We had an ant problem last summer. We got the little "Terro" bait stations. They seemed to work well and it was safe to use around the dogs. We didn't want to use any sprays or anything because we have animals as well. Terro was the first we tried and it worked within a week or so. It takes some time because the ants would have to bring it back to the colony and spread it to the others. The way it worked was by stopping their digestive tracts. I'm not really sure what else to try, you've said you used the bait traps, what brand?


----------



## Shadowgamer21 (Jun 20, 2011)

I've never had this problem but maybe depending on what you keep your feeders in, line the outside with flypaper.

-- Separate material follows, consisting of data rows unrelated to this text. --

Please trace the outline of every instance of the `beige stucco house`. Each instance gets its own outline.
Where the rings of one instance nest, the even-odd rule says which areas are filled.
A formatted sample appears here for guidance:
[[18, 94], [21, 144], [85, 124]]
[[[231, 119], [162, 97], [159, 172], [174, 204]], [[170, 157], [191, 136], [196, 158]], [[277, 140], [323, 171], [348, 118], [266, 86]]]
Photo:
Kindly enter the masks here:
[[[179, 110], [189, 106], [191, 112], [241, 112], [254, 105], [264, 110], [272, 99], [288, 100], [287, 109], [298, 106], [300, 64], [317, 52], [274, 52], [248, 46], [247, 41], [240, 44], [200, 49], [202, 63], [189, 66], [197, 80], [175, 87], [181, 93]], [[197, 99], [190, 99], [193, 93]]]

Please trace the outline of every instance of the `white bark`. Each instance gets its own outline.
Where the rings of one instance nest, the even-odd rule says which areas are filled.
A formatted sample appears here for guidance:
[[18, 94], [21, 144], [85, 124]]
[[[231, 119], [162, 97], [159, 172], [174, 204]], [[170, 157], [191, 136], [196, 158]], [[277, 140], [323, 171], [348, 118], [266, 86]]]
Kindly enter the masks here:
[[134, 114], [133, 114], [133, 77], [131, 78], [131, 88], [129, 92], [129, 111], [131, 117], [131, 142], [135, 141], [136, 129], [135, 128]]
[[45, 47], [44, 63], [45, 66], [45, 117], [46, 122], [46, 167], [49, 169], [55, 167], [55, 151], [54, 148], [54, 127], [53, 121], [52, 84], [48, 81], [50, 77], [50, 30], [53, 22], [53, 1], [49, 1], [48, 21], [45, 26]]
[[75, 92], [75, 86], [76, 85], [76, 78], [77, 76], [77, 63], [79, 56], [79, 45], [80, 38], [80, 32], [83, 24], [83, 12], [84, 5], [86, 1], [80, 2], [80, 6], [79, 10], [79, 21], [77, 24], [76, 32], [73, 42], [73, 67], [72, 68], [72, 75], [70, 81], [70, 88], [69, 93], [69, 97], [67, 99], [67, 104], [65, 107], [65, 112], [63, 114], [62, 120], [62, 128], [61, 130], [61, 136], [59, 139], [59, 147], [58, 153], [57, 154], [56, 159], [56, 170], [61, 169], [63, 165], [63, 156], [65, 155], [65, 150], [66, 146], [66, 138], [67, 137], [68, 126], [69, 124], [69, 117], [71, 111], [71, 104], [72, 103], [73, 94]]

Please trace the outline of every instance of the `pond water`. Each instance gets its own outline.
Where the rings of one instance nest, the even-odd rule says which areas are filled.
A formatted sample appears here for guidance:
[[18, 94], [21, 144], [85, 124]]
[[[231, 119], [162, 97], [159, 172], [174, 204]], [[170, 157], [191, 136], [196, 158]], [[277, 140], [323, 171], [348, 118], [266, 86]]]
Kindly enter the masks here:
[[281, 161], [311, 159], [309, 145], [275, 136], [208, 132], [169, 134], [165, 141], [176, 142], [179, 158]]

The way ants find things is with their scouts, if their scouts never return to report they found food, then in theory your feeders should never get swarmed. Doesn't even have to be fly paper, something super sticky or kills them in some way.


----------



## Kebechet (Jun 20, 2011)

Ants don't get along well with cinnamon. line the outsides of your enclosures with cinnamon, and see if it helps. It burns the ants if they step in it. If you're feeling particularly vindictive, pour cinnamon on some of them. Eventually they may get back to the nest and warn the others to stay away.


----------



## Rhetoric (Jun 20, 2011)

Ooo yeah I also remember trying dish soap and water, something about regular dish soap that kills them almost on the spot.. But I didn't want to sit there with a spray bottle all day.


----------



## brutus13 (Jun 20, 2011)

Yes I know work with Lloyds pest control!! I remove all my animals for 8 hours then I scrub down my cages and ibnrver worry about bugs!!


----------



## turtlepunk (Jun 21, 2011)

THANK YOU EVERYONE FOR YOUR INPUT!! I REALLY APPRECIATE IT!
im going to try everything mentioned!
@ ALEXI: i Used raid ant baits. the ants aren't attracted to it at all! I will definitely try terro. for now ill sprinkle cinnamon and lay down some fly paper!


----------